2004-12-18. Encodings and components
The basic code for font encodings is more or less working, but it's still far from finished. However, corrently you can make tests for Cyrillic and Greek, even polytonic. There is a short example in greek.tex. Oddly enough, omlgc DOES NOT has the extended Greek Unicode page, but instead these characters are placed in the private area with its own encoding. However, LGR more or less work, but you should note the input convention is that of Omega--like that of babel but with = replacing ~ (after all, redefining ~ does not seem a good idea). Now, this basic structure must be fine tuned and improved.
One of the next tasks is to see how language features are selected. Currently, these features are grouped in a few so-called components, so that you can select, say, the "text" component. However, this schema is very limited and a new one must be devised to allow selecting "subcomponent"s or even an specific macro. Ideally, one should be able to:
- select a feature,
- ignore a feature, "inheriting" it from the surrounding language,
- ignore a feature, "inheriting" it from the main language,
- ignore a feature, killing it and restoring the LaTeX default, if any.

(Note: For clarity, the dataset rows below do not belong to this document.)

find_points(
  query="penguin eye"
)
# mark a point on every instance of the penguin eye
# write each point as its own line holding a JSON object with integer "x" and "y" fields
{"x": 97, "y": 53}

The main problem is a proper syntax to make these selections in a clean and simple way. Currently, to select a component you have to write, say, text, and to kill it, you have to write notext. This systax is inherited from my package polyglot, which I used as a starting point to have something to work with, but it's clear it isn't flexible enough.
2004-11-28. Font encodings
It seems that finally the LGC scripts will require three ocps, although they are not implemented in full (currently there are only two, with states). The first one decomposes and it's script dependent (NOT font encoding dependent), the second one will compose the glyphs available in the font, and the third one eventually maps from Unicode to the composed glyphs or composes them with the \accent primitive.
I'm rewrinting font encodings from scratch, so there are many new bugs. A few ones I've discovered in a quick look (as of 2004/11/28):
- TEXsometimes appears in Latin and sometimes in Greek
- Lowercase iota vanishes as well as several composite characters
- A few symbols are replaced by black boxes
- em-dashes and en-dashes vanish
2004-10-24. Diacritical marks
The Unicode 4.0 book states (p. 184) when discussing spacing modifier letters:
A number of the spacing forms are covered in the Basic Latin and Latin-1 Supplement blocks. The six common European diacritics that do not have encodings there are added as spacing characters.
In other words, except for these six diacritics (U+02D8-U+02DD), the spacing forms of combining characters are those in the range U+0000-U+00FF. Unfortunately, it happens this is not true, since the spacing caron accent (U+02C7) is not encoded in these blocks. Further, one of these six diacritics encoded separately--namely, the tilde U+02DC--does exist in these blocks (U+007E).
What to do, then? One will be forced to find some kind of hint, and one can do it readily--all characters in the block Spacing Modifier Letters are prefixed with MODIFIER LETTER, except the six spacing clones and CARON (U+02C7). From this, we can infere that the right spacing form for the circumflex accent is not the MODIFIER LETTER variant, but the one in the Basic Latin Block, exactly like the ACUTE ACCENT. No doubt the "small" tilde has been encoded separately because the ASCII tilde has already a special meaning in several OS's.
Still, I think there is a better solution, or rather a better encoding which does not poses this problem. Since the glyph for diacritics are mainly intended for use with the \accentprimitive, one can conclude they are, after all, combining characters. The fact we need further processing with TeX does not prevent considering these glyphs conceptually as non-spacing characters, because this is the way TeX works. Since composing diacritical marks are encoded anew in Unicode, we don't need to be concerned with legacy encodings.